I started my 23rd year of teaching two weeks ago.  We are full time, in person, but all people in the building must wear masks.  I am vaccinated and content with that.  I no longer have to be fearful of catching the virus and passing it to my dad.  He died in March.   My mother-in-law died the previous July.  I think at this date, eight or so people I knew personally and cared about have died since the pandemic started and less than half of them died from the virus.  Cancer, overdose, and unknown are the other causes.  I have not travelled anywhere since November 2019.  Fritz has been sick since December 2020.  Multiple misdiagnoses, the removal of a mass from his colon, possible FIP, cancer diagnosis ruling out FIP, then the true diagnosis of FIP.  Nearly 100 days of injections, and into the seventh day of three months of observation.  The first Saturday in June, we nearly lost him.  The club has reopened but my social anxiety has kept me from getting over there all but three nights since then.  It is the one place I can go to and feel like I belong, but anxiety is tough.  In some ways the time since March 2020 has been profoundly terrible.

In some ways the time since March 2020 has been amazing.  Teaching remote was wonderful because I had total autonomy and didn't really care if I got into trouble.  We were instructed to teach with care and I did.  I let the kids keep cameras off, against the rules.  I was flexible with due dates and how they approached their projects.  I really felt the kids were happy to see me, even if I never saw some of them.  Lots of them told me they appreciated my respect for them in letting them keep the cameras off.  One kid I never saw, who I thought was bored in my class, took me again this year because of his experience with me last year.  Another kid, who I no longer have, emailed me last night to tell me about a cool find in a local park.  I thought the work I was getting from my kids was the strongest in years.  When I put the art show video together and saw the work from the other classes, I was even more pleased.  My students created such deep, thoughtful photos.  I have not had so much work impress me so much since 2013.
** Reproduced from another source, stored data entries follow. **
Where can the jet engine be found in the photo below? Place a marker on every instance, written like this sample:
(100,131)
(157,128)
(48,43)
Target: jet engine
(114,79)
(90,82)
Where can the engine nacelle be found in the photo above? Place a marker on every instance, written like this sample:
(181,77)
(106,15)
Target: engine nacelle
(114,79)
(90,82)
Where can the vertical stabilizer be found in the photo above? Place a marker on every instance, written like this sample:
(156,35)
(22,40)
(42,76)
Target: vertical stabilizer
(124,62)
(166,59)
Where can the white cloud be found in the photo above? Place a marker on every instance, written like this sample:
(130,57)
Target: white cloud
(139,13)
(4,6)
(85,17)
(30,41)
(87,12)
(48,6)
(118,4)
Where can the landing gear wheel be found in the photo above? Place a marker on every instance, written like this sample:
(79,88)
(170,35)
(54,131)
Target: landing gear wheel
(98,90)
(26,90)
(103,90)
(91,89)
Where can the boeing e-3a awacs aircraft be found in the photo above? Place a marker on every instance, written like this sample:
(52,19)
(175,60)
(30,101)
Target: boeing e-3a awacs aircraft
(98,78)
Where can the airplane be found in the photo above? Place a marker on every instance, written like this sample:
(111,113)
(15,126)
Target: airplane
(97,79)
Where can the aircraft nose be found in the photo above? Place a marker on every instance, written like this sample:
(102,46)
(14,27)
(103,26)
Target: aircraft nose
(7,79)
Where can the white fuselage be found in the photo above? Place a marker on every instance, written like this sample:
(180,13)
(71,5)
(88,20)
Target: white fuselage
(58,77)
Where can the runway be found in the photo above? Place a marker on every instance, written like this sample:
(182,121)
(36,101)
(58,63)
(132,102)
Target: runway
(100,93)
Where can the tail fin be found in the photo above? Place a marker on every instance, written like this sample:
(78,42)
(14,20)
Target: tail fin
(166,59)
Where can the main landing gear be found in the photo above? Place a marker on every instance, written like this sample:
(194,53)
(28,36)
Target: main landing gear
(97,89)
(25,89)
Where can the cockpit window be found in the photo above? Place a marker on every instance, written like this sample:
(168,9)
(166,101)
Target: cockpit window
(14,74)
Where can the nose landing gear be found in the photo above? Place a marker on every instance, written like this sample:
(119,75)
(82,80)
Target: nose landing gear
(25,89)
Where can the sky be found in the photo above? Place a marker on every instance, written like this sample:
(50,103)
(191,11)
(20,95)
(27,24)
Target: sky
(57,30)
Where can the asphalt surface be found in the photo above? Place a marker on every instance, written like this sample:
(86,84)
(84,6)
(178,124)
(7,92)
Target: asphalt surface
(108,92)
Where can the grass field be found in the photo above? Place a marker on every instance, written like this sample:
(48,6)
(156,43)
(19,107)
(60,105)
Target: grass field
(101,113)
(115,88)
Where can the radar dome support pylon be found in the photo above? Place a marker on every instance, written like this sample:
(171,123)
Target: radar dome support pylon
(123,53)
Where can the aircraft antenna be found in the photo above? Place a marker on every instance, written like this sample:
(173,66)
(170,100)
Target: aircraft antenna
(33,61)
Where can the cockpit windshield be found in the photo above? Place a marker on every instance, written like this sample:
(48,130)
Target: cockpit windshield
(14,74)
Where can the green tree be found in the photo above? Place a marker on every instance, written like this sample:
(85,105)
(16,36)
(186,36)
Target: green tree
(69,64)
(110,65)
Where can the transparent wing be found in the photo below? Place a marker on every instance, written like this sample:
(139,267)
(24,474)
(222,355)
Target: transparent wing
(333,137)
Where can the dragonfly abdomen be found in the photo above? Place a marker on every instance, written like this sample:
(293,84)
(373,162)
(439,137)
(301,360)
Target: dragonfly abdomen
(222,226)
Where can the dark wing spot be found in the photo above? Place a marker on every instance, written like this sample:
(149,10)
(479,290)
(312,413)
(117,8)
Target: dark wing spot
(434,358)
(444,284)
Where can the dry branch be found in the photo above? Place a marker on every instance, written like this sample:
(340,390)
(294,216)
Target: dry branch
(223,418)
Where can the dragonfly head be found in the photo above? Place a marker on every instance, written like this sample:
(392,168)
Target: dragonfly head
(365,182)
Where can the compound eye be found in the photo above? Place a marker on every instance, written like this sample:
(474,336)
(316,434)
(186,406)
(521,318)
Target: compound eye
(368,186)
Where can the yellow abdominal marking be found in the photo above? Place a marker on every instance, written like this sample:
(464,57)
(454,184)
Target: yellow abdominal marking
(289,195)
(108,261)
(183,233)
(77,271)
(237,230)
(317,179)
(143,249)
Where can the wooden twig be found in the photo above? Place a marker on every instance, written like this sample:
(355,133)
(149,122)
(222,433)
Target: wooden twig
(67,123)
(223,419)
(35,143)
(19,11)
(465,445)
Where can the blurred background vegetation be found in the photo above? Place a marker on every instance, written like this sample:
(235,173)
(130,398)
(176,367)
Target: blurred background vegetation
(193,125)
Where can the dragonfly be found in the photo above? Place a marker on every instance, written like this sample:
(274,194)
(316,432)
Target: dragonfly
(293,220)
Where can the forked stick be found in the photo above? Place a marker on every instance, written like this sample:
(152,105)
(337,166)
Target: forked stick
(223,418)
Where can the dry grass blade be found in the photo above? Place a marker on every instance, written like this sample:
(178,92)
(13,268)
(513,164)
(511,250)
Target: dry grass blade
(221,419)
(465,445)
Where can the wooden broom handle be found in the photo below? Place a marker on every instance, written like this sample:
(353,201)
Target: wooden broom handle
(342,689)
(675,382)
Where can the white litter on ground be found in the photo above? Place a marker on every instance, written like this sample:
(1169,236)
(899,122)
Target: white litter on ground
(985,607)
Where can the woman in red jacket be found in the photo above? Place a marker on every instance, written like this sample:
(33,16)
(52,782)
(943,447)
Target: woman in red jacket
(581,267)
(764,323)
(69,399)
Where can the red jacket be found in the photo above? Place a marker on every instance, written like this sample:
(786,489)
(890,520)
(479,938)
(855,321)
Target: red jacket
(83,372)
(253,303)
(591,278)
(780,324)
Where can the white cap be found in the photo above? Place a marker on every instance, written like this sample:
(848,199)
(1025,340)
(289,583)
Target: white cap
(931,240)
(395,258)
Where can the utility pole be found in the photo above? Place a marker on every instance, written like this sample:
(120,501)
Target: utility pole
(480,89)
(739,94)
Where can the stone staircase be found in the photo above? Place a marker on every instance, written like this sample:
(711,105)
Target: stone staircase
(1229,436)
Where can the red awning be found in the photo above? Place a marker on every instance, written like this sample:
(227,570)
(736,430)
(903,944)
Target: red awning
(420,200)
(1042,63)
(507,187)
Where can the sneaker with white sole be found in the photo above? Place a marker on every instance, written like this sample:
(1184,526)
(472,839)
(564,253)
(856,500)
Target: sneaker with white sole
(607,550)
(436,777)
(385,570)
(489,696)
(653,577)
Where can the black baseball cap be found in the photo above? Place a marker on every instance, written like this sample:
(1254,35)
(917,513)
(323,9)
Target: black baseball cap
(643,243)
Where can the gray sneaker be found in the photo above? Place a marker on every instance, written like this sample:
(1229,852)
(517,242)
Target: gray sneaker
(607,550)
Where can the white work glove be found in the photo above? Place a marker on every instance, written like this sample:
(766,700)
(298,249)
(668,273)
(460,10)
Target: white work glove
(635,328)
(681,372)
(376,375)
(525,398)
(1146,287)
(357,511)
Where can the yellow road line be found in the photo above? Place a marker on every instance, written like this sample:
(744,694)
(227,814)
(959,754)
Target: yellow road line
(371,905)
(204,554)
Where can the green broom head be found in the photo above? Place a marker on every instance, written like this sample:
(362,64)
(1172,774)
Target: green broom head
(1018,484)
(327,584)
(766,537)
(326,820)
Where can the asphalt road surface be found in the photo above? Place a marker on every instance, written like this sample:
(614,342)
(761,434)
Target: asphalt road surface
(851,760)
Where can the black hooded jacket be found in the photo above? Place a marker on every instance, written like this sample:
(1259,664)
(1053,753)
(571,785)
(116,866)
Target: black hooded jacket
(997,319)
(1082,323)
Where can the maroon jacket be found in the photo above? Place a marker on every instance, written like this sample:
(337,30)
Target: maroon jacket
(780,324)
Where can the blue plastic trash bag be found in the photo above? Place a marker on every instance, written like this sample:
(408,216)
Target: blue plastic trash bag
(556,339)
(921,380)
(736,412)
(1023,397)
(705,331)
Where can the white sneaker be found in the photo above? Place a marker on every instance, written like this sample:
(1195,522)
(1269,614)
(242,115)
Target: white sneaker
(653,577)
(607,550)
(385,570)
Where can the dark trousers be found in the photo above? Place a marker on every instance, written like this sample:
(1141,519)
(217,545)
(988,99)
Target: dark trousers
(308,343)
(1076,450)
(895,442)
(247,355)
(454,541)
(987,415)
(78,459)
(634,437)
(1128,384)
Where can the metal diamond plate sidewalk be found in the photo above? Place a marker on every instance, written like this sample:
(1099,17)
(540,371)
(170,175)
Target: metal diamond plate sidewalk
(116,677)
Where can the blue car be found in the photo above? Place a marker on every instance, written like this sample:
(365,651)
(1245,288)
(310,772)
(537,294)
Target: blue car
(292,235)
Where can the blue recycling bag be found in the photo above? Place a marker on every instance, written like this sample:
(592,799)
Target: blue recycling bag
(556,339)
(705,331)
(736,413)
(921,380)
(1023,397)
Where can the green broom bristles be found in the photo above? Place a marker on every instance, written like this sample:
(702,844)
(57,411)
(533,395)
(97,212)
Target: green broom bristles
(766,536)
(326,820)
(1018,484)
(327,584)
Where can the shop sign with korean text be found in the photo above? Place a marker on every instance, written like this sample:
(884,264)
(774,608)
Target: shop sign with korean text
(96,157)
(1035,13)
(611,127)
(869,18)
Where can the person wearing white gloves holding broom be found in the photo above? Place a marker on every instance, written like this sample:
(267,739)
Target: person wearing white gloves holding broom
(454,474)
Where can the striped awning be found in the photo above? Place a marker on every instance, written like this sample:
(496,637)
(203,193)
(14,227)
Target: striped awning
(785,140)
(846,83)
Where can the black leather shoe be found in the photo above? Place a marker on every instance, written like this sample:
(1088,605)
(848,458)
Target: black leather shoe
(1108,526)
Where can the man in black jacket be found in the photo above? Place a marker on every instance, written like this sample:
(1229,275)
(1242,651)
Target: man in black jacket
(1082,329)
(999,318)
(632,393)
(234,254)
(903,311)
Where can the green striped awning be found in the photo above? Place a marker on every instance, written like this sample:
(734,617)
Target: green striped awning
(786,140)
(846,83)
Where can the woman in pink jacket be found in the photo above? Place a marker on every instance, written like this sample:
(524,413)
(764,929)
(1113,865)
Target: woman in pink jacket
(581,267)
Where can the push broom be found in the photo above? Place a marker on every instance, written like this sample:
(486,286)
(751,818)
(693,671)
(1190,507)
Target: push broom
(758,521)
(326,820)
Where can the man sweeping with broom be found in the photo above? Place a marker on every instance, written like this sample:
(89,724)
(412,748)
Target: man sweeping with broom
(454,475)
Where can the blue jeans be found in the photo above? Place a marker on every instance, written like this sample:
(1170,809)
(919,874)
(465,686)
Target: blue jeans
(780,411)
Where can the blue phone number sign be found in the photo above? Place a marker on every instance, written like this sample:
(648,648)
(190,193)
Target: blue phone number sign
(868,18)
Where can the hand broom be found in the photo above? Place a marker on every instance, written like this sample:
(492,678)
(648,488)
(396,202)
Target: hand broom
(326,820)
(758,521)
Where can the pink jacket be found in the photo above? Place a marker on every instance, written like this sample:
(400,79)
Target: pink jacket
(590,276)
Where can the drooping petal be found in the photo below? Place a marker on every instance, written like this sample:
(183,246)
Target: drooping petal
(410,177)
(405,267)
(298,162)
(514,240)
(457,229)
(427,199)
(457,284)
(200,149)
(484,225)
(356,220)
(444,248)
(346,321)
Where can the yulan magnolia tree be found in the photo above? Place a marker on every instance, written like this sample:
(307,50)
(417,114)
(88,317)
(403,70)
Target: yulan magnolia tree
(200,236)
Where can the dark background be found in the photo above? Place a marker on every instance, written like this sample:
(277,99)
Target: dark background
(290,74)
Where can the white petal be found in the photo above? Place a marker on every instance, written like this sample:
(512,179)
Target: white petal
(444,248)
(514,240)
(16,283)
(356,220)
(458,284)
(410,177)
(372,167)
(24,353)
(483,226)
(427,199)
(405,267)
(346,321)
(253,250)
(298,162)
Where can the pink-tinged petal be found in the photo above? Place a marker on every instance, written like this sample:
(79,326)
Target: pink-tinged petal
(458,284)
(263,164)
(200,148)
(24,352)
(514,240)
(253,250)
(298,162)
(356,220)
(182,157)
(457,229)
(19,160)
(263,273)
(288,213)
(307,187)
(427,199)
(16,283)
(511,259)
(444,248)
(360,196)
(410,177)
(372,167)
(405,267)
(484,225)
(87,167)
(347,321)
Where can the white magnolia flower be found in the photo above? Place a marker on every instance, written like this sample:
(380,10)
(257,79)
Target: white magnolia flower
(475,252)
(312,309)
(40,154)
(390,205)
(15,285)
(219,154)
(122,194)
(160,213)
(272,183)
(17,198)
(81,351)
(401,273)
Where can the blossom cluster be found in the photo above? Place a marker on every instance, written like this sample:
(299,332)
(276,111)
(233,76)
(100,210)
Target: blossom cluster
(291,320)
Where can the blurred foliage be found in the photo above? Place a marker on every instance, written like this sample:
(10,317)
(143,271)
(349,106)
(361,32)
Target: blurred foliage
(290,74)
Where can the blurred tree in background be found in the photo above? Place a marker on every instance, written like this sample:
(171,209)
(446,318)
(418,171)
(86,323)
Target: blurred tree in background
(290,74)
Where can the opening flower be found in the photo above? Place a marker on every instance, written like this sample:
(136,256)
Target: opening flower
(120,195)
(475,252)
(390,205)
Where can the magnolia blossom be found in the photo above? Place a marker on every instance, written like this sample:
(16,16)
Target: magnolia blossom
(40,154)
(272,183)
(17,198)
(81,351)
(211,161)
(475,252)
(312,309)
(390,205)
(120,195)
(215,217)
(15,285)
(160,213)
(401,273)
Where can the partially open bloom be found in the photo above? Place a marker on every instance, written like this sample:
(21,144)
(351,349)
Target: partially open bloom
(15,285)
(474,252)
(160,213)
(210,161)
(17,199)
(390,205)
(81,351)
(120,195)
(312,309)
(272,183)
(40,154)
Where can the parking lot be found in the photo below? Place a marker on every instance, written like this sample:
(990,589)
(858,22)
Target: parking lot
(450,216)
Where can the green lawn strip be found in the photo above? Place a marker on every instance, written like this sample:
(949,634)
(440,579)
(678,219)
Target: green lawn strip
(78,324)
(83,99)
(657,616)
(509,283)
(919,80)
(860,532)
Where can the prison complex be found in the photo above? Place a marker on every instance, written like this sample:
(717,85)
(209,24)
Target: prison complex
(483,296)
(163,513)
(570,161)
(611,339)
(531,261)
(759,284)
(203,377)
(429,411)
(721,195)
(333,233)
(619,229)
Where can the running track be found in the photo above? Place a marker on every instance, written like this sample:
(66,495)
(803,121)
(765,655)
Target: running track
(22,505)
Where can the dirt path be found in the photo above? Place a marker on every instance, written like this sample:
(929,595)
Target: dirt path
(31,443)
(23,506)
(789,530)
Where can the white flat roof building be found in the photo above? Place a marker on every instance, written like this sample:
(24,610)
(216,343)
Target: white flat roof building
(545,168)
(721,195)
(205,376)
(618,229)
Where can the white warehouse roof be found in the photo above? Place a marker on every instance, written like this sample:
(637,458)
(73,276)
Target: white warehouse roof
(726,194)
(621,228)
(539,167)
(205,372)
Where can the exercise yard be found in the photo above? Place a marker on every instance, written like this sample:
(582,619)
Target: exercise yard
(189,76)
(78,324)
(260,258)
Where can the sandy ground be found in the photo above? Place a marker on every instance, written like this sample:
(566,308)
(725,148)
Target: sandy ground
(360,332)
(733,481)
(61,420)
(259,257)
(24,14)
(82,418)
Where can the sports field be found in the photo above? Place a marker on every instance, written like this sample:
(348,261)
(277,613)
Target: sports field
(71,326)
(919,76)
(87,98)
I loved not seeing a single person from my building.  I loved not having the face-to-face encounters that always involved bitching about the administration.  I loved not having to pretend to like everyone.  I loved not feeling like I needed to watch my back.  I loved not having to walk past that unity garden.  I have had positive experiences with three people in other departments in the past year, but I would be kidding myself if I ever categorized them as friends.  But they are good colleagues.  Communication from others is always so negative and, luckily, that trickled to nothing over the summer.  In the days since our return, I have had few visitors to my room and I am close to happy.  We have new administration and while people are acting as if this is wonderful and a 180 from the previous administration (who they claim was horrible) I just do not care.  I don't care that people tell me I am wrong about my feelings about the previous regimes.  I don't care about any of them, their feelings, or opinions.  I am in that building to teach young adults to be photographers and good people who will learn some wonderful things in their time with me.

And I feel great about that.  I like being alone in my room, cleaning and repairing equipment, tinkering with new processes and methods, looking into new ideas and photographers to present to my kids.  I like knowing I have time to watch cool videos from museums around the world and think of how to use them with my kids.  I am so sad all the time, but nearly happy as well.  It's interesting.